= Suffolk Group Radio =

Suffolk Group Radio was the parent company for two Independent Local Radio stations serving the county of Suffolk in England.

==The Stations==

Radio Orwell began transmissions from Electric House, Ipswich on 28 October 1975. It was one of the original group of ILR stations set up by the Independent Broadcasting Authority following a relaxation of the rules governing broadcasting in Britain. Other stations that were included in the original 19 were LBC, Capital Radio and BRMB.

The western side of Suffolk got its own radio station in the form of Saxon Radio, which began broadcasting in Bury St Edmunds on 6 November 1982.

==Programmes==

The two stations operated with separate breakfast shows and other programmes were networked from either site to both transmitters. Most of the programmes came from the Electric House studios in Ipswich and a few came from Bury St Edmunds' Long Brackland studios.

In 1984-85, the stations experimented with a drive-time news and current affairs programme ("The Home Run") which had presenters in both studios - Allan Lee in Ipswich and Adrienne Rosen in Bury. This proved too expensive to continue for long and the programme was cut back to one presenter in the Ipswich studio.

==Take overs==

In 1990, Norwich-based station Radio Broadland took over Orwell and Saxon and to reflect the addition of these new stations, the company became East Anglian Radio. The new group re-launched Orwell and Saxon as one station under the name of SGR FM in 1992 and the following year, the station moved from its original studios in the centre of Ipswich to a brand new base on the outskirts of the town.
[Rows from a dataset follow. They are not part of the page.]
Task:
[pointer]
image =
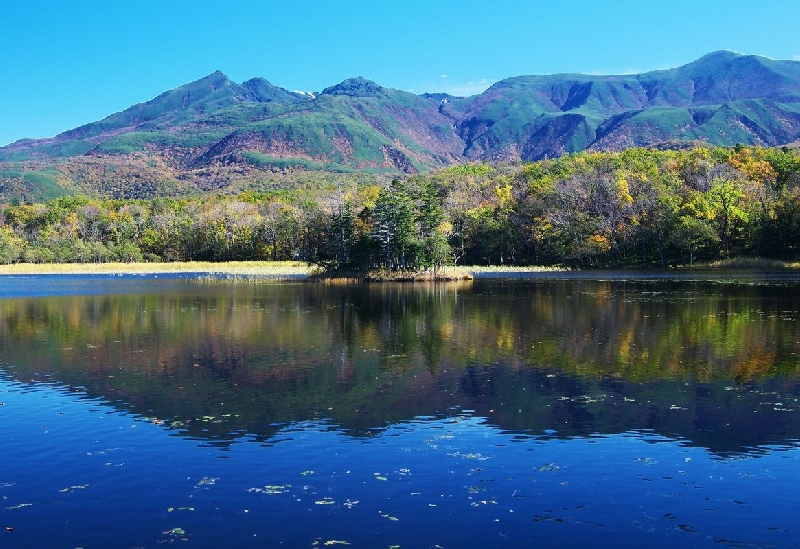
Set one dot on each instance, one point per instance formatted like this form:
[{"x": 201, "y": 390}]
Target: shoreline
[{"x": 299, "y": 269}]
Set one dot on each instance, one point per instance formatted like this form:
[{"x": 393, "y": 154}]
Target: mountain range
[{"x": 214, "y": 124}]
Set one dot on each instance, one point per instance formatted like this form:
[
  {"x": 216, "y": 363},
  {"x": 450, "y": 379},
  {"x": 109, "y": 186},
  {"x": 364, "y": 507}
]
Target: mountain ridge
[{"x": 722, "y": 98}]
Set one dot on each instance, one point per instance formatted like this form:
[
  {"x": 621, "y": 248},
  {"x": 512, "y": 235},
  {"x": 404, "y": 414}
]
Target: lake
[{"x": 557, "y": 410}]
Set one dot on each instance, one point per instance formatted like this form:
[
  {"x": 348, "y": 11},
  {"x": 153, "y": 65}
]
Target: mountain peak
[{"x": 355, "y": 87}]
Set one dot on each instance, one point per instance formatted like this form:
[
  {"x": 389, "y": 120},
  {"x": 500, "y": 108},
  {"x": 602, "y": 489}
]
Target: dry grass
[{"x": 243, "y": 268}]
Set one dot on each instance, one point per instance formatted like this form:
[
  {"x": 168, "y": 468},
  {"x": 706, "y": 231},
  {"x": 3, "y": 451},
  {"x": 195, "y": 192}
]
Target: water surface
[{"x": 557, "y": 411}]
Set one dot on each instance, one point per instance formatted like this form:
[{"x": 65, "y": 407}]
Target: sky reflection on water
[{"x": 255, "y": 415}]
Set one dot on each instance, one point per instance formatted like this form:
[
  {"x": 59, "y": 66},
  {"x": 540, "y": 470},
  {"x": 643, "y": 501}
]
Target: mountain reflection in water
[{"x": 708, "y": 363}]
The studio and offices in Bury St Edmunds were then closed.

EAR also launched a sister station to SGR in 1993 named SGR Colchester after successfully applying for the broadcast licence. The Ipswich station provided programmes which were shared during offpeak times with SGR Colchester.

In 1995, the decision was made by East Anglian Radio to make better use of its AM frequencies and Amber Radio was created to play 60s and 70s music from its studios in Ipswich and also Norwich. Amber operated on the AM transmitters previously used by the SGR stations to simulcast.

Then in 1996, the East Anglian Radio was bought by the GWR Group, which later became GCap Media and then Global Radio.